Understanding Multi-Armed Bandits: A Gateway to Reinforcement Learning

Introduction

Multi-armed bandits (MAB) represent one of the simplest yet most profound examples of the exploration-exploitation dilemma in reinforcement learning. In this blog post, we’ll explore what multi-armed bandits are, implement a simple solution, and see how they connect to broader reinforcement learning concepts.

What is a Multi-Armed Bandit?

The term “multi-armed bandit” comes from imagining a gambler at a row of slot machines (one-armed bandits), deciding which machines to play to maximize their returns. Each machine has its own probability distribution of rewards, unknown to the gambler.

Implementing a Simple Bandit Environment

Let’s first create a simple environment to simulate our slot machines:

import numpy as np
import matplotlib.pyplot as plt
from typing import List, Tuple

class SlotMachine:
    def __init__(self, mean: float, std: float = 1.0):
        self.mean = mean
        self.std = std
    
    def pull(self) -> float:
        return np.random.normal(self.mean, self.std)

class BanditEnvironment:
    def __init__(self, means: List[float], stds: List[float]):
        self.machines = [SlotMachine(mean, std) 
                        for mean, std in zip(means, stds)]
        self.n_machines = len(means)
        
    def pull_arm(self, arm: int) -> float:
        return self.machines[arm].pull()

# Create an environment with 5 slot machines
true_means = [1.0, 2.0, 3.0, 1.5, 0.5]
true_stds = [1.0, 1.0, 1.0, 1.0, 1.0]
env = BanditEnvironment(true_means, true_stds)

Epsilon-Greedy Strategy

One of the simplest strategies for solving the multi-armed bandit problem is the ε-greedy approach. Here’s an implementation:

class EpsilonGreedy:
    def __init__(self, n_arms: int, epsilon: float = 0.1):
        self.n_arms = n_arms
        self.epsilon = epsilon
        self.q_values = np.zeros(n_arms)
        self.arm_counts = np.zeros(n_arms)
        
    def select_arm(self) -> int:
        if np.random.random() < self.epsilon:
            return np.random.randint(self.n_arms)
        return np.argmax(self.q_values)
    
    def update(self, arm: int, reward: float):
        self.arm_counts[arm] += 1
        n = self.arm_counts[arm]
        self.q_values[arm] = ((n - 1) / n) * self.q_values[arm] + (1 / n) * reward

# Run an experiment
def run_experiment(agent, env, n_steps: int) -> Tuple[List[float], List[int]]:
    rewards = []
    chosen_arms = []
    
    for _ in range(n_steps):
        arm = agent.select_arm()
        reward = env.pull_arm(arm)
        agent.update(arm, reward)
        rewards.append(reward)
        chosen_arms.append(arm)
        
    return rewards, chosen_arms

# Run and plot results
agent = EpsilonGreedy(len(true_means))
n_steps = 1000
rewards, chosen_arms = run_experiment(agent, env, n_steps)

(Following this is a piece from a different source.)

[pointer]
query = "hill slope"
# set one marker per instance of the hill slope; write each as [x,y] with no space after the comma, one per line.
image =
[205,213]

plt.figure(figsize=(8, 5))

# Plot rewards
plt.subplot(1, 2, 1)
plt.plot(np.cumsum(rewards) / np.arange(1, n_steps + 1))
plt.xlabel('Steps')
plt.ylabel('Average Reward')
plt.title('Average Reward Over Time')

# Plot arm selection frequencies
plt.subplot(1, 2, 2)
plt.bar(range(len(true_means)), 
        [np.mean(np.array(chosen_arms) == i) for i in range(len(true_means))])
plt.xlabel('Arm')
plt.ylabel('Selection Frequency')
plt.title('Arm Selection Frequencies')
plt.tight_layout()
plt.show()

Connection to Reinforcement Learning

Multi-armed bandits are essentially a simplified version of the full reinforcement learning problem. Here’s how they relate:

States: Bandits are stateless RL problems. In full RL, actions can change the state of the environment.
Actions: Each arm pull is an action, just like in RL.
Rewards: The reward mechanism is the same as in RL - immediate feedback after each action.
Exploration vs. Exploitation: This fundamental tradeoff in bandits appears throughout RL.

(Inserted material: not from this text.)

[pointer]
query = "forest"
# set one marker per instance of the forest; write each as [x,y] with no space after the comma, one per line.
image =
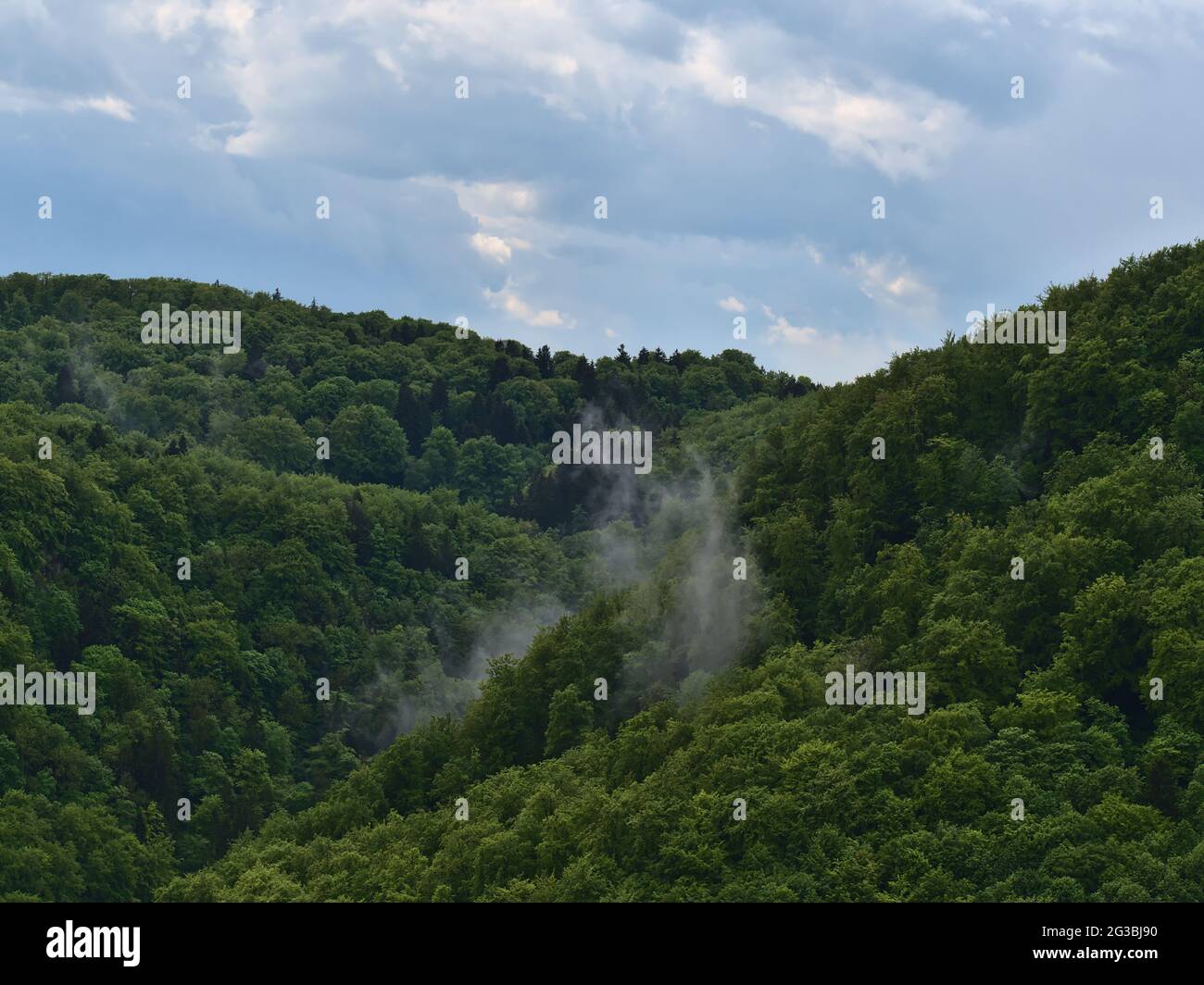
[437,666]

Let’s implement a simple comparison of different exploration strategies:

class UCBAgent:
    def __init__(self, n_arms: int, c: float = 2.0):
        self.n_arms = n_arms
        self.c = c
        self.q_values = np.zeros(n_arms)
        self.arm_counts = np.zeros(n_arms)
        self.total_counts = 0
        
    def select_arm(self) -> int:
        self.total_counts += 1
        ucb_values = np.zeros(self.n_arms)
        
        for arm in range(self.n_arms):
            if self.arm_counts[arm] == 0:
                return arm
                
            ucb_values[arm] = self.q_values[arm] + \
                self.c * np.sqrt(np.log(self.total_counts) / self.arm_counts[arm])
            
        return np.argmax(ucb_values)
    
    def update(self, arm: int, reward: float):
        self.arm_counts[arm] += 1
        n = self.arm_counts[arm]
        self.q_values[arm] = ((n - 1) / n) * self.q_values[arm] + (1 / n) * reward

# Compare strategies
agents = {
    'Epsilon-Greedy (ε=0.1)': EpsilonGreedy(len(true_means), 0.1),
    'UCB': UCBAgent(len(true_means))
}

results = {}
for name, agent in agents.items():
    rewards, _ = run_experiment(agent, env, n_steps)
    results[name] = rewards

plt.figure(figsize=(10, 6))
for name, rewards in results.items():
    plt.plot(np.cumsum(rewards) / np.arange(1, n_steps + 1), label=name)
plt.xlabel('Steps')
plt.ylabel('Average Reward')
plt.title('Comparison of Different Strategies')
plt.legend()
plt.show()

Conclusion

Multi-armed bandits serve as an excellent introduction to reinforcement learning concepts. They capture the essential exploration-exploitation tradeoff while being simple enough to understand and implement. As we move to full RL problems, these concepts extend to include state transitions and delayed rewards, but the fundamental principles remain the same.

References

Sutton, R. S., & Barto, A. G. (2018). Reinforcement learning: An introduction. MIT press.
Lattimore, T., & Szepesvári, C. (2020). Bandit algorithms. Cambridge University Press.